Now what is the purpose of measurement? Observe that measurement consists of relating an easily perceivable unit to larger or smaller quantities, then to infinitely larger or infinitely smaller quantities, which are not directly perceivable to man. (The word “infinitely” is used here as a mathematical, not a metaphysical, term.) The purpose of measurement is to expand the range of man’s consciousness, of his knowledge, beyond the perceptual level: beyond the direct power of his senses and the immediate concretes of any given moment. Man can perceive the length of one foot directly; he cannot perceive ten miles. By establishing the relationship of feet to miles, he can grasp and know any distance on earth; by establishing the relationship of miles to light-years, he can know the distances of galaxies.

The process of measurement is a process of integrating an unlimited scale of knowledge to man’s limited perceptual experience — a process of making the universe knowable by bringing it within the range of man’s consciousness, by establishing its relationship to man. It is not an accident that man’s earliest attempts at measurement (the evidence of which survives to this day) consisted of relating things to himself — as, for instance, taking the length of his foot as a standard of length, or adopting the decimal system, which is supposed to have its origin in man’s ten fingers as units of counting.

It is here that Protagoras’ old dictum may be given a new meaning, the opposite of the one he intended: “Man is the measure of all things.” Man is the measure, epistemologically — not metaphysically. In regard to human knowledge, man has to be the measure, since he has to bring all things into the realm of the humanly knowable.

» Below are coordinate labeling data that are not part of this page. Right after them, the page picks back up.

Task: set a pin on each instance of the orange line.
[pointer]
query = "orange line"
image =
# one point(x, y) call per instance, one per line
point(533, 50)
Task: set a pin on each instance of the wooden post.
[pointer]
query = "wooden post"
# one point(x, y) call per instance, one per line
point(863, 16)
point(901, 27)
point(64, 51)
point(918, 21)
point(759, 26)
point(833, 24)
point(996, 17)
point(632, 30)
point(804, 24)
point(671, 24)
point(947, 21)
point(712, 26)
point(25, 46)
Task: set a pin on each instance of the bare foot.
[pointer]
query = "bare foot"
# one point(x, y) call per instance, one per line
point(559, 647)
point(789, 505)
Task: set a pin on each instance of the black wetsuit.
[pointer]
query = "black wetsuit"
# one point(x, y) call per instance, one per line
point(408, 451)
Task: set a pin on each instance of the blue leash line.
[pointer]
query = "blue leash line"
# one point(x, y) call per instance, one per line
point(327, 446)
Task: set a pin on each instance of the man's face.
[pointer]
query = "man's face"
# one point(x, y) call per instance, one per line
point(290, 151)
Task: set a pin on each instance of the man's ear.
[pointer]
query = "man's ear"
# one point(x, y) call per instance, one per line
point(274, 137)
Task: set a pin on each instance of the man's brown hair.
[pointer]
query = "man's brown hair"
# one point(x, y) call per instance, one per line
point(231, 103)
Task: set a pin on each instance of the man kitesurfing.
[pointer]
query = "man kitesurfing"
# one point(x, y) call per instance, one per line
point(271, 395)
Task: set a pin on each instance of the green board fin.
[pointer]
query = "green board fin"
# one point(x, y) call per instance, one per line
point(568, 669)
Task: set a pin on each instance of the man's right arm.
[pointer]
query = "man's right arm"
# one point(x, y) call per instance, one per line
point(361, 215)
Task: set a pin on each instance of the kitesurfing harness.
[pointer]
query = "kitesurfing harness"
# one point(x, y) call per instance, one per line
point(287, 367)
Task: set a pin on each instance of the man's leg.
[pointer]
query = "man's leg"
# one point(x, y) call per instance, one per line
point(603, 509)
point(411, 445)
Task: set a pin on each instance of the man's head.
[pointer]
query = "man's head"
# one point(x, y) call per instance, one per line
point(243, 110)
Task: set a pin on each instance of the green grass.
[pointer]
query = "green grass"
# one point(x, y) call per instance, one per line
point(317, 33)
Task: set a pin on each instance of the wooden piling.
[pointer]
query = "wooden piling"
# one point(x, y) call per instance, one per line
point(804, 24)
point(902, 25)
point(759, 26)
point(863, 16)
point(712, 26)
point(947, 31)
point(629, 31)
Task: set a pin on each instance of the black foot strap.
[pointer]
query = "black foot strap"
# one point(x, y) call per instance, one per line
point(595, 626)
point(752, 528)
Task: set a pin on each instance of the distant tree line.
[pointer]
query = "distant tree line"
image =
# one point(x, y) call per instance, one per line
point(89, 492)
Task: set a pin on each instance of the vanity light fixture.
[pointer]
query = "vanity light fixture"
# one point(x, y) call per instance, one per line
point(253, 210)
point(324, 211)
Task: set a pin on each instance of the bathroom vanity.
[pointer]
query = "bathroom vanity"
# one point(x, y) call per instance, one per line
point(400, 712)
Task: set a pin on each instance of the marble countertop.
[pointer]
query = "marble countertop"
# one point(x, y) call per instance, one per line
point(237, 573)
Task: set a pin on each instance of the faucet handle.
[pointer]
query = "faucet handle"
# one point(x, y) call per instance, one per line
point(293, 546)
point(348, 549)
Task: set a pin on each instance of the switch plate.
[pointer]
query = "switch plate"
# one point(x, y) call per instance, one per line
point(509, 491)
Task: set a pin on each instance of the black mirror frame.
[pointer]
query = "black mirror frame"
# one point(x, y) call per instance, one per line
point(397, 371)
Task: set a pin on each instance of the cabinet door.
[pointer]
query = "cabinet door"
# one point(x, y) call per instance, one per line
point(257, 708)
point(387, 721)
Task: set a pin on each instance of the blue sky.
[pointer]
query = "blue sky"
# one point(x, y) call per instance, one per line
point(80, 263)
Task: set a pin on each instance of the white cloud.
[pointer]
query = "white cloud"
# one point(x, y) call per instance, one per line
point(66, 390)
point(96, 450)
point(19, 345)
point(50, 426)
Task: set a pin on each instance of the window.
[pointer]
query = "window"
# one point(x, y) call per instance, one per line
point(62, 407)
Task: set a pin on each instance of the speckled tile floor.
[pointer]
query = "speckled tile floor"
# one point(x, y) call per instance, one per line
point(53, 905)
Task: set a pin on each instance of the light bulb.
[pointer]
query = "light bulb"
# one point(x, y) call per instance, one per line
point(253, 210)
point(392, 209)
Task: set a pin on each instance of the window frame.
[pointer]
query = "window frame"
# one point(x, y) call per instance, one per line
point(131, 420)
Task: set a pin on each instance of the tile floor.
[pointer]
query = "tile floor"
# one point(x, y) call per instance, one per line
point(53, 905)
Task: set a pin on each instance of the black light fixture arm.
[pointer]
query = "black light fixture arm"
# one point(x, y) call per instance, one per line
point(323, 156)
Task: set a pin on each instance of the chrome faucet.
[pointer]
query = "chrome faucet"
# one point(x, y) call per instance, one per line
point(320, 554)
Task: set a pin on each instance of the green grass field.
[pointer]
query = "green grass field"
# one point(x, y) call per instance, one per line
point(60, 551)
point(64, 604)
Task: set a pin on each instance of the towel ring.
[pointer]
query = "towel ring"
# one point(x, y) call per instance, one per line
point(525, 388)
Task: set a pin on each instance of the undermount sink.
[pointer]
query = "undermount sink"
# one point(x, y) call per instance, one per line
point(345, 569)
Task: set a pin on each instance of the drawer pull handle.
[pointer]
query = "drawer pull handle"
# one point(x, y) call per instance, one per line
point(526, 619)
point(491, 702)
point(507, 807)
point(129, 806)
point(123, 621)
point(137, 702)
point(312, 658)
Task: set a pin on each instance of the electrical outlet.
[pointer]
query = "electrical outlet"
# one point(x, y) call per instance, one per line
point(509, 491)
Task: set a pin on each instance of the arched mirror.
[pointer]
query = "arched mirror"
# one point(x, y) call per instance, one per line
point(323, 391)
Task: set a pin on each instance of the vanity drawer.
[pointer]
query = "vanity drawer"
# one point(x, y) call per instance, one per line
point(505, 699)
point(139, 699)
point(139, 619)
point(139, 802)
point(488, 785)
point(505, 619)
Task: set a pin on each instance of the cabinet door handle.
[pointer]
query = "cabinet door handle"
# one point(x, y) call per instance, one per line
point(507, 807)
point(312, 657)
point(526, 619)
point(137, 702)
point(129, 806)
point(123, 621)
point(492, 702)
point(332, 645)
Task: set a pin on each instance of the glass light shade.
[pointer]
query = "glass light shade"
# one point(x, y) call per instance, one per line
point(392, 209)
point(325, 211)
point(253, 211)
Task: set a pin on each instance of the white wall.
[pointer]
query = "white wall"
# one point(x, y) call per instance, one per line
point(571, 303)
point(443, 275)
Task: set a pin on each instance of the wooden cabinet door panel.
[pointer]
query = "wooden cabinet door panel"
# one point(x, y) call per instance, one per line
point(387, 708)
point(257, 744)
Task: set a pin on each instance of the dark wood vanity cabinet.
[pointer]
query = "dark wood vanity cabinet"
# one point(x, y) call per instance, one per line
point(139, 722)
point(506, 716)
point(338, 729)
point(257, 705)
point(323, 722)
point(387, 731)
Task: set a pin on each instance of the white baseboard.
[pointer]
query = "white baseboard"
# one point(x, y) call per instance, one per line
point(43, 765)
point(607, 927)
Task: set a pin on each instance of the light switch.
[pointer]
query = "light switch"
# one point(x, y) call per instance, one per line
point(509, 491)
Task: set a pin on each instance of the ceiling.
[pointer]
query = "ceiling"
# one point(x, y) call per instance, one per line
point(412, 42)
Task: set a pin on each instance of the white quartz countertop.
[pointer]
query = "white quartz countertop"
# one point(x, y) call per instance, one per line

But, far from leading to subjectivism, the methods which he has to employ require the most rigorous mathematical precision, the most rigorous compliance with objective rules and facts — if the end product is to be knowledge.

This is true of mathematical principles and of the principles by which man forms his concepts. Man’s mathematical and conceptual abilities develop simultaneously. A child learns to count when he is learning his first words. And in order to proceed beyond the stage of counting his ten fingers, it is the conceptual level of his consciousness that man has to expand.